Hint: Proceed the solution of this question first by finding the value of capacitors ${{\text{C}}_1}$ and ${{\text{C}}_2}$ which we can find by given conditions of parallel combination of two capacitors and energy stored condition later on using effective capacitance of series combination of two capacitor we can find the required result.

Complete Step-by-Step solution:
In the question it is given the effective capacitance of parallel combination of two capacitors ${{\text{C}}_1}$​ and ${{\text{C}}_2}$ as shown in below figure that is equal to \[{{\text{C}}_1} + {{\text{C}}_2}\] which is given by 10μF

Hence ${{\text{C}}_1} + {{\text{C}}_2} = 10$ μF ...(1)
They are now connected to the same voltage source of 1V.

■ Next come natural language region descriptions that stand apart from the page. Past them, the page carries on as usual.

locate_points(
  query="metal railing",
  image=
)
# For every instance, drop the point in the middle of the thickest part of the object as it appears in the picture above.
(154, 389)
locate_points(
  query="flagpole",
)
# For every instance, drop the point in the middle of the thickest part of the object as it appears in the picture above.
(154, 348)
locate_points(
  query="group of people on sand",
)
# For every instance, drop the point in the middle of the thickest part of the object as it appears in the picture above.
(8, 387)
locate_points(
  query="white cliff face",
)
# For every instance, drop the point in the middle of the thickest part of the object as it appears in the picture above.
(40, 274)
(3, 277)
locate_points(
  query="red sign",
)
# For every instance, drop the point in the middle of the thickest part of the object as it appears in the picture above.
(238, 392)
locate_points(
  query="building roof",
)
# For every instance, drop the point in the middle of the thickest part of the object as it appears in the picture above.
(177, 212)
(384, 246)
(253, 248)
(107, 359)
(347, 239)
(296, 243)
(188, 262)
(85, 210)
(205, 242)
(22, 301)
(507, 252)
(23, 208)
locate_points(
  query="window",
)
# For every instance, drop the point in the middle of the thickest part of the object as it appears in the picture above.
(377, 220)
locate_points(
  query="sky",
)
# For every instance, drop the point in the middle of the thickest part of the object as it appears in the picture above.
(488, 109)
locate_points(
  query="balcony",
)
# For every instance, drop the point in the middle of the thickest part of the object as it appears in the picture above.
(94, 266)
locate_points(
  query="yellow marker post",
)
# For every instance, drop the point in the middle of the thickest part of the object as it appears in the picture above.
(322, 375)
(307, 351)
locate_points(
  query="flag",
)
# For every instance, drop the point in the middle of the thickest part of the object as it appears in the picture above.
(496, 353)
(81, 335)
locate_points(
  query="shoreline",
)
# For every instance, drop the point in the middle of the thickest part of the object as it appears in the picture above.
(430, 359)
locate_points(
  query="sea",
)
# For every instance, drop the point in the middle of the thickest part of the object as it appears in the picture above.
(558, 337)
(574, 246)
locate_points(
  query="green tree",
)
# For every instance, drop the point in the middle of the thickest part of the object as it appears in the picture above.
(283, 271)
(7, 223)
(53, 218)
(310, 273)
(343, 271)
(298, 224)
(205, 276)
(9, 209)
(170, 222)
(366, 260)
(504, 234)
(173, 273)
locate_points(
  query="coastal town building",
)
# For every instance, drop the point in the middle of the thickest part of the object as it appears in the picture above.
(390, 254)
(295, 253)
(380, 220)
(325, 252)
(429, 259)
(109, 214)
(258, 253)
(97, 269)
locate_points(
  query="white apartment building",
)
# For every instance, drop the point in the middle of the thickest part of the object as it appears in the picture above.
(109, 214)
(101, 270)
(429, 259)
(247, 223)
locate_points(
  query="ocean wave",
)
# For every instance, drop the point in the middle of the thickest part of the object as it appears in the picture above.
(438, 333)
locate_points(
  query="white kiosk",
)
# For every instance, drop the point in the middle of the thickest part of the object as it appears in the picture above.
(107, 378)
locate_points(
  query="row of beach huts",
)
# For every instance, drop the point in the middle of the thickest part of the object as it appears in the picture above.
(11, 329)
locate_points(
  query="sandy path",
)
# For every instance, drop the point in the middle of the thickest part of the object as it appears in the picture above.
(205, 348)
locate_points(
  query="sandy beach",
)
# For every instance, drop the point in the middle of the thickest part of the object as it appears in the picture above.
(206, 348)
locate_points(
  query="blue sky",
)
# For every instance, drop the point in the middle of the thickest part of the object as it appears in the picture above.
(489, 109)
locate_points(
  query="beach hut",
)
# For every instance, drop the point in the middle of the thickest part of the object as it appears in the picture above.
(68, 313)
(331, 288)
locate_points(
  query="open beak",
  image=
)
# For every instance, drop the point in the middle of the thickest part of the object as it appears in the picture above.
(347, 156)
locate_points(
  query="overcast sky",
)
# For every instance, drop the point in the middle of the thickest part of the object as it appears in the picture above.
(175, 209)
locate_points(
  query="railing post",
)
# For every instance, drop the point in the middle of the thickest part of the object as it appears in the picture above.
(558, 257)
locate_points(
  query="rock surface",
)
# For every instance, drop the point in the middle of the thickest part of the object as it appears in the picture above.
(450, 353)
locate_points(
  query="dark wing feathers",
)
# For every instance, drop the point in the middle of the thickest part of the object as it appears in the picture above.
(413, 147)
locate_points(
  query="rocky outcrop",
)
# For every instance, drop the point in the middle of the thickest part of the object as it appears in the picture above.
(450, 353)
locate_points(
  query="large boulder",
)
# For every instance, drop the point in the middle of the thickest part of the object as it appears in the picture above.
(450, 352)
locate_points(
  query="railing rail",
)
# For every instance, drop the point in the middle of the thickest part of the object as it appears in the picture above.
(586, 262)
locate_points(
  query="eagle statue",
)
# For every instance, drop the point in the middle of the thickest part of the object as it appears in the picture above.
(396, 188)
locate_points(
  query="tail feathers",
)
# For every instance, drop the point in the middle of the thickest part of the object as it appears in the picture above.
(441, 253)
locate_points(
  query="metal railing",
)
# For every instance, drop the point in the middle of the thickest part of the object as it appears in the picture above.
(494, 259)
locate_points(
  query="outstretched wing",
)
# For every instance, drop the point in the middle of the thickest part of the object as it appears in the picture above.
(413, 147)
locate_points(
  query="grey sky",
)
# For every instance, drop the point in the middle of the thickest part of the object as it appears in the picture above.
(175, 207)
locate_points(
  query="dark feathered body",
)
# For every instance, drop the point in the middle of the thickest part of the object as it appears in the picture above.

The energy stored in the two capacitors are given by ${{\text{E}}_1}{\text{& }}{{\text{E}}_2}$
And we know that Energy stored in any capacitor is equal to $\dfrac{1}{2}{\text{C}}{{\text{V}}^2}$
Therefore, energy stored in first and second capacitor ${{\text{E}}_1} = \dfrac{1}{2}{{\text{C}}_1}{{\text{V}}^2}{\text{ & }}{{\text{E}}_2} = \dfrac{1}{2}{{\text{C}}_2}{{\text{V}}^2}$

Given that the energy stored in the capacitor ${{\text{C}}_2}$​ is 4 times that of ${{\text{C}}_1}$​.
$ \Rightarrow {{\text{E}}_2} = {\text{4}}{{\text{E}}_1}$​
$ \Rightarrow \dfrac{1}{2}{{\text{C}}_2}{{\text{V}}^2} = 4 \times \dfrac{1}{2}{{\text{C}}_1}{{\text{V}}^2}$
On further solving
$ \Rightarrow {{\text{C}}_2} = 4{{\text{C}}_1}$
∴${{\text{C}}_2}{\text{ = 4}}{{\text{C}}_1}$………………(2)
So on putting the value of ${{\text{C}}_2}{\text{ from equation (2) in equation (1)}}$
$ \Rightarrow {{\text{C}}_1} + 4{{\text{C}}_1} = 10{\mu\text{ F}}$
$ \Rightarrow 5{{\text{C}}_1} = 10{\mu\text{F}}$
$ \Rightarrow {{\text{C}}_1} = 2{\mu\text{F}}$
Now on putting the value of \[{{\text{C}}_2}{\text{ in equation (2) }}\]
∴${{\text{C}}_2}{\text{ = 4}} \times {\text{2 = 8}}\mu {\text{F}}$

When ${{\text{C}}_1}$and ${{\text{C}}_2}$are connected in series as shown in below figure, the equivalent capacitance of the combination is given by

${{\text{C}}_{{\text{series}}}} = \dfrac{{{{\text{C}}_1} \times {{\text{C}}_2}}}{{{{\text{C}}_1}{\text{ + }}{{\text{C}}_2}}}$
Hence on putting the value of ${{\text{C}}_1}$ and ${{\text{C}}_2}$
${{\text{C}}_{{\text{series}}}} = \dfrac{{2 \times 8}}{{{\text{2 + 8}}}}{\mu\text{ F = }}\dfrac{{16}}{{10}}{\text{ = 1}}{.6\mu\text{ F}}$
Therefore, If capacitors ${{\text{C}}_1}$and ${{\text{C}}_2}$ are connected in series, their effective capacitance will be ${\text{1}}{.6\mu\text{F}}$

Note- In this particular question we should know that the energy stored in a capacitor is the work required to charge the capacitor, beginning with no charge on its plates. The energy is stored in the electrical field in the space between the two capacitor plates. It depends on the amount of electrical charge on capacitors plates and on the potential difference between the plates.